5. The method according to claim 4, wherein the step 5 of obtaining the state S' of the distribution network after the action, evaluating the action and the state after the action of the distribution network, calculating the Reward according to the constraint condition and the objective function, and determining the value of Done according to the Reward and the ending rule includes:

the constraint condition of the power distribution network is set, which comprises the following steps:

the voltage is kept within the tolerance range with the deviation of + -7%, and a voltage penalty value P is set for the voltage exceeding the tolerance range _Volt = -10 and set the end flag Done to 1; for voltages not outside this range, a voltage penalty value P is set _Volt ＝0；

When the passing current of the line and the transformer is larger than the limit value, a current penalty value P is set _Lim = -10 and set the end flag Done to 1; for currents not exceeding a limit value, a current penalty value P is set _Lim ＝0；

The ring network punishment P Loop of the intelligent agent is set as follows:

setting invalid action penalty P for an agent _Act The method comprises the following steps:

setting an objective function of the power distribution network comprises:

setting a load loss evaluation value E according to the proportion of the lost load _Loadloss ：

Wherein L is _loss For loss of power load value, L _total E calculated for the total load of the whole power system _Loadloss The value is between-2 and 2;

evaluation value E of the number of times of switch operation _Num ：

Wherein A is _Num The total number of switches, L, of which the decision is changed _Num For the total number of switches, calculate E _Num The value is between-1 and 1;

evaluation value E of line loss condition of power distribution network _Loss ：

Wherein Line is the total number of uninterrupted lines, I _i R is the actual current of the ith line _i The resistance of the ith line and the transformer is shown, and S is the total power of the whole network;

for the nodes whose voltages do not exceed the range of + -7%, the voltage deviation degree evaluation value E of the line _Vot ：

Wherein N is the total number of uninterrupted nodes, pu _i The per-unit value of the voltage of the node i;

the Reward function given by the environment is composed of the sum of the above evaluation values, namely, report:

Reward＝P _Volt +P _Lim +P _Loop +P _Act +E _Loadloss +E _Num +E _Loss +E _Vot 。

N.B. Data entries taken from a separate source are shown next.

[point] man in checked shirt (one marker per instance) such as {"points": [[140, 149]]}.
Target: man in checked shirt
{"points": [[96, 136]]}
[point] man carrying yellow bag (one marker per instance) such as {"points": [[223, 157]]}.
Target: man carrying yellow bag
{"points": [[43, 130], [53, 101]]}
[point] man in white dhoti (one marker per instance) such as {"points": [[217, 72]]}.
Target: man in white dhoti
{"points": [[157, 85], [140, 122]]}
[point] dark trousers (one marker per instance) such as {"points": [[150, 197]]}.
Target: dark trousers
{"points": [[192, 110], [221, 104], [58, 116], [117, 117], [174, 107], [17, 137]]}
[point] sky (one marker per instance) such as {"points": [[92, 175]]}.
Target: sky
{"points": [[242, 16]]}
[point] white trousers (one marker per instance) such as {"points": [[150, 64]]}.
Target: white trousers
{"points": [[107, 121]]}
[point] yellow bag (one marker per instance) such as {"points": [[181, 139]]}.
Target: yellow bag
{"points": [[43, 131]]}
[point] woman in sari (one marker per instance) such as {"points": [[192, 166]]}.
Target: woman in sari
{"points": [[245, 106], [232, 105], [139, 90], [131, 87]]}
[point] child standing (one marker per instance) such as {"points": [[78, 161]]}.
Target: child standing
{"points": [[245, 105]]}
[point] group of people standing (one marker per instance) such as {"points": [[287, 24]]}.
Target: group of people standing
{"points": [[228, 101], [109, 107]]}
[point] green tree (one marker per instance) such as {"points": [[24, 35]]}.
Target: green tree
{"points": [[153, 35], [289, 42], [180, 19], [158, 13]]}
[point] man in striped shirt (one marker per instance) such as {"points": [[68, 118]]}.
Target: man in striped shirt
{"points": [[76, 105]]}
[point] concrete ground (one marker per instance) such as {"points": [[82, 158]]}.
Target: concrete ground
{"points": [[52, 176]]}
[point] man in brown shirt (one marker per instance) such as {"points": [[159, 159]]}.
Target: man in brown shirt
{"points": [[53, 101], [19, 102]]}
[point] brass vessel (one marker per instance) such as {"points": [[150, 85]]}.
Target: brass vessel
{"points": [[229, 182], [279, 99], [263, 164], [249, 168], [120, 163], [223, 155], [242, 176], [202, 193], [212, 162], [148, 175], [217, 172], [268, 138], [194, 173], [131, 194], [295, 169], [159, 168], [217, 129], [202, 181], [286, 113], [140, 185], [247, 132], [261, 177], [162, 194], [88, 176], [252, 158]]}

6. the method according to any one of claims 2 to 5, wherein said step 6 randomly samples said number of samples N from a pool of experience R _batch A plurality of empirical samples, calculating a target value based on the target value and the learning rate by using the discount factor gamma based on the sampled empirical samples Lr updates parameters ω, α, β in the main neural network Q (S, a, ω, α, β) by minimizing the loss function, including:

random sampling N from experience pool R _batch Sample e of experience _i ＝(si，ai，ri，s′i)，N _batch =20, calculate target value

By minimizing the loss function

Updating parameters omega, alpha and beta in a main neural network Q (S, A, omega, alpha and beta), calculating the updating degree of the parameters by using an RMSProp algorithm, and obtaining a learning rate L _r At 0.1, one update to the primary neural network Q represents a learning process of an agent.